J’ai récemment analysé le démenti public de Microsoft concernant les affirmations selon lesquelles Windows 11 serait entièrement réécrit à l’aide de l’intelligence artificielle et du langage de programmation Rust. Bien que ce point ait constitué un élément crucial de la discussion, il a également soulevé une question plus urgente : la dépendance croissante de Windows 11 aux frameworks web tels que WebView2 et Electron. Mon objectif a été de mettre en lumière cette « enrichissement du web », en attirant l’attention sur ses conséquences potentielles sur l’ergonomie et les performances.
Les inquiétudes de Brendan Eich concernant le surdimensionnement de Windows 11
Brendan Eich, figure influente du secteur technologique et fondateur de B2G OS (Firefox OS), a exprimé ses inquiétudes quant à la complexité souvent attribuée aux applications web par rapport aux solutions natives. Il soutient que si les applications web peuvent être conçues efficacement, la course à l’utilisation des technologies web engendre fréquemment des inefficacités et une surcharge qui nuisent aux performances. Ce constat est particulièrement pertinent pour des applications comme Discord, qui peine à optimiser l’utilisation de la RAM en cas de forte charge.
Dans un article récent publié sur X, Eich a souligné que Windows 11 est confronté à un défi majeur concernant WebView2 et Electron, insistant sur le fait que « c’est possible, mais cela prend du temps » pour éviter une surcharge du système. Il s’est inquiété du fait que ces frameworks soient souvent implémentés à la hâte, ce qui engendre de la frustration chez les utilisateurs et des performances applicatives sous-optimales.
Le débat : Web vs. Native
Les discussions autour des applications web débouchent souvent sur un débat concernant les mérites respectifs du développement web et du développement natif. Certains utilisateurs ont suggéré que le recours à WebView pourrait favoriser l’essor des modèles logiciels par abonnement. Eich a contesté cette idée, s’interrogeant sur la manière dont la distinction entre web et natif contribue à de telles stratégies. Il a souligné que les applications natives peuvent, en réalité, constituer un outil plus efficace pour fidéliser les utilisateurs, ce qui nuance l’argument contre les applications web.
L’analyse d’Eich s’étend aux incitations commerciales plus générales qui régissent aujourd’hui le développement logiciel. Il a mis en lumière le passage des modèles de propriété traditionnels aux systèmes d’abonnement, soulignant comment ces dynamiques contribuent à ce qu’il appelle « l’enshittification », caractérisée par des stratégies qui privilégient le profit à court terme au détriment de l’expérience utilisateur.

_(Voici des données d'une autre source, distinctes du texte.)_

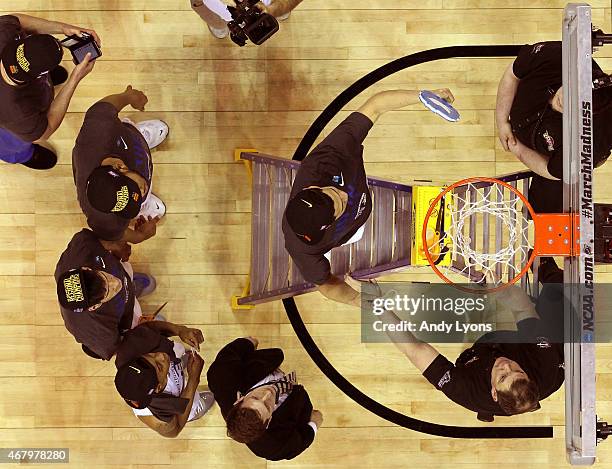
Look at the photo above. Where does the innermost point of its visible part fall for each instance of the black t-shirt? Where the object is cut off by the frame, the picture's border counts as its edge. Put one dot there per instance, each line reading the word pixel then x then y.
pixel 535 123
pixel 101 329
pixel 538 126
pixel 468 381
pixel 24 108
pixel 103 135
pixel 337 161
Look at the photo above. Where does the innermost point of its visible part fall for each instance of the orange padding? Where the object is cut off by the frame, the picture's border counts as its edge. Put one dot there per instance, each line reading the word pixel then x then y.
pixel 557 234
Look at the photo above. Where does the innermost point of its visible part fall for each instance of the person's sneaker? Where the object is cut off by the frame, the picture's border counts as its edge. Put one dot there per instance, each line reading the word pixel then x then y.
pixel 152 207
pixel 207 400
pixel 58 75
pixel 219 33
pixel 154 132
pixel 144 284
pixel 42 158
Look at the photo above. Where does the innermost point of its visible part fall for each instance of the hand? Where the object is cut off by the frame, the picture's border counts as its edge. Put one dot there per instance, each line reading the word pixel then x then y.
pixel 254 340
pixel 146 227
pixel 516 148
pixel 137 98
pixel 195 365
pixel 193 337
pixel 317 417
pixel 445 94
pixel 506 137
pixel 70 30
pixel 83 69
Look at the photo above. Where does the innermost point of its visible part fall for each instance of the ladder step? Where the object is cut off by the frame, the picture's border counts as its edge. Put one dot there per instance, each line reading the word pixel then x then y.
pixel 403 225
pixel 260 236
pixel 281 187
pixel 383 212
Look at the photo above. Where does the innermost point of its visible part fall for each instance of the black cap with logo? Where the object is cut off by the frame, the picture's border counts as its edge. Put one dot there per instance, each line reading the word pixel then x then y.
pixel 26 59
pixel 112 192
pixel 136 382
pixel 309 213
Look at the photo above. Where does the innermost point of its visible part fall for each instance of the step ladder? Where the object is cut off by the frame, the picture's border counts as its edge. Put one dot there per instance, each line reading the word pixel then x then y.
pixel 273 275
pixel 384 248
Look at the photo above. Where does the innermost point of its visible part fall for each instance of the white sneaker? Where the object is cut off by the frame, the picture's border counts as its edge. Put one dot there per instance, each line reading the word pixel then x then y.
pixel 154 132
pixel 153 207
pixel 207 400
pixel 219 33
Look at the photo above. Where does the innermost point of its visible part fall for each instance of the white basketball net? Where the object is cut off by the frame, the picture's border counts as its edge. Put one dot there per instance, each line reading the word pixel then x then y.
pixel 503 256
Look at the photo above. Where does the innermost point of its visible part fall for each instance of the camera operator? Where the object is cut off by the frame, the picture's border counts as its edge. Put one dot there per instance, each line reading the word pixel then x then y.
pixel 30 111
pixel 216 14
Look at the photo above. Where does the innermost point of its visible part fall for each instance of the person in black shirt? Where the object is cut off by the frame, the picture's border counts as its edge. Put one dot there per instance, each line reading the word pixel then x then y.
pixel 330 200
pixel 30 67
pixel 504 372
pixel 263 407
pixel 98 292
pixel 530 120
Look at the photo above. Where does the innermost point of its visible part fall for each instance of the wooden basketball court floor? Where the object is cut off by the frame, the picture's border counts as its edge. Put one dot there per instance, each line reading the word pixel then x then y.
pixel 215 97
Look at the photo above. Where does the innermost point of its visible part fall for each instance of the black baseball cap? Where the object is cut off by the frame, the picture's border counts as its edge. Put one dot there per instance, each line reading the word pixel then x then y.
pixel 26 59
pixel 136 382
pixel 112 192
pixel 309 213
pixel 71 291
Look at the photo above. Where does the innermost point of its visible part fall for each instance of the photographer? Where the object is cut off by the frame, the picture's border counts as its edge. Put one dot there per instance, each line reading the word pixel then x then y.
pixel 263 407
pixel 216 15
pixel 113 169
pixel 30 112
pixel 159 379
pixel 505 372
pixel 98 292
pixel 529 116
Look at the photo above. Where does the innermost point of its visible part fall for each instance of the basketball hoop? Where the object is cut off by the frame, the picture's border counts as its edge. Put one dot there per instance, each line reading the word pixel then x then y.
pixel 475 206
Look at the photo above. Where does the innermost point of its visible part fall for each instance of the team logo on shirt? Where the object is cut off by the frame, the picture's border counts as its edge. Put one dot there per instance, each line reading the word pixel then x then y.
pixel 444 380
pixel 550 142
pixel 73 289
pixel 361 207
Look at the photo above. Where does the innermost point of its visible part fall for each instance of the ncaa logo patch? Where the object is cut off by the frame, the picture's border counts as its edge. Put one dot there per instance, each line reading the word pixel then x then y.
pixel 444 380
pixel 550 142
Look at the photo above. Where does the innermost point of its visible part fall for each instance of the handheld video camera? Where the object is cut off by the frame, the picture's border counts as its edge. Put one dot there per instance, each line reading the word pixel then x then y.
pixel 250 23
pixel 80 46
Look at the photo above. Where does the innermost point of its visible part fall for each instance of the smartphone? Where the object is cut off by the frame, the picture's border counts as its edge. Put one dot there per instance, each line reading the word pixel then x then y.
pixel 79 47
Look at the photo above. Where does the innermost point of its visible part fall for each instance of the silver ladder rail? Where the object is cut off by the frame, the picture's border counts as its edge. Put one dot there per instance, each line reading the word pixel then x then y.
pixel 384 247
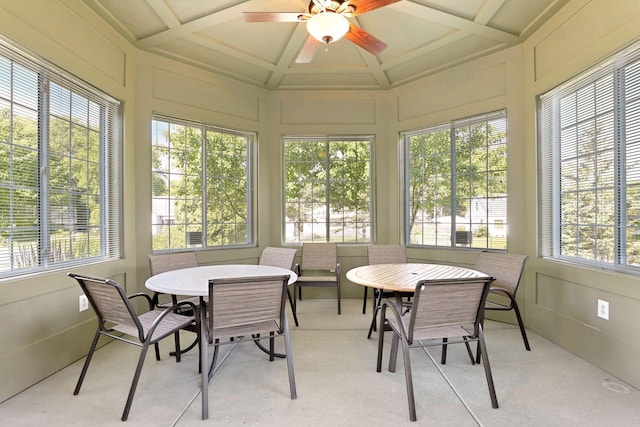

La nécessité de la qualité dans les applications Web
Bien que les applications web ne soient pas intrinsèquement problématiques, leur mise en œuvre doit être réalisée avec soin et en tenant compte de leur contexte. Notamment, des fonctionnalités aussi essentielles que le Centre de notifications ne nécessitent pas forcément de technologie web ; or, Windows 11 a opté pour une vue Agenda basée sur WebView2, ce qui entraîne une augmentation préoccupante de la consommation de RAM. Les outils de surveillance montrent que les processus associés à Edge peuvent subir des pics de consommation de RAM, ce qui nuit aux performances du système.
Pour les développeurs indépendants, l’utilisation de frameworks web pour les applications multiplateformes peut s’avérer très avantageuse. Cependant, il est troublant de constater que des géants de la tech comme Microsoft — dont la valeur dépasse les 3 500 milliards de dollars — peinent à créer une interface utilisateur native pour une fonctionnalité aussi simple qu’un agenda. Cette tendance mérite d’être réévaluée.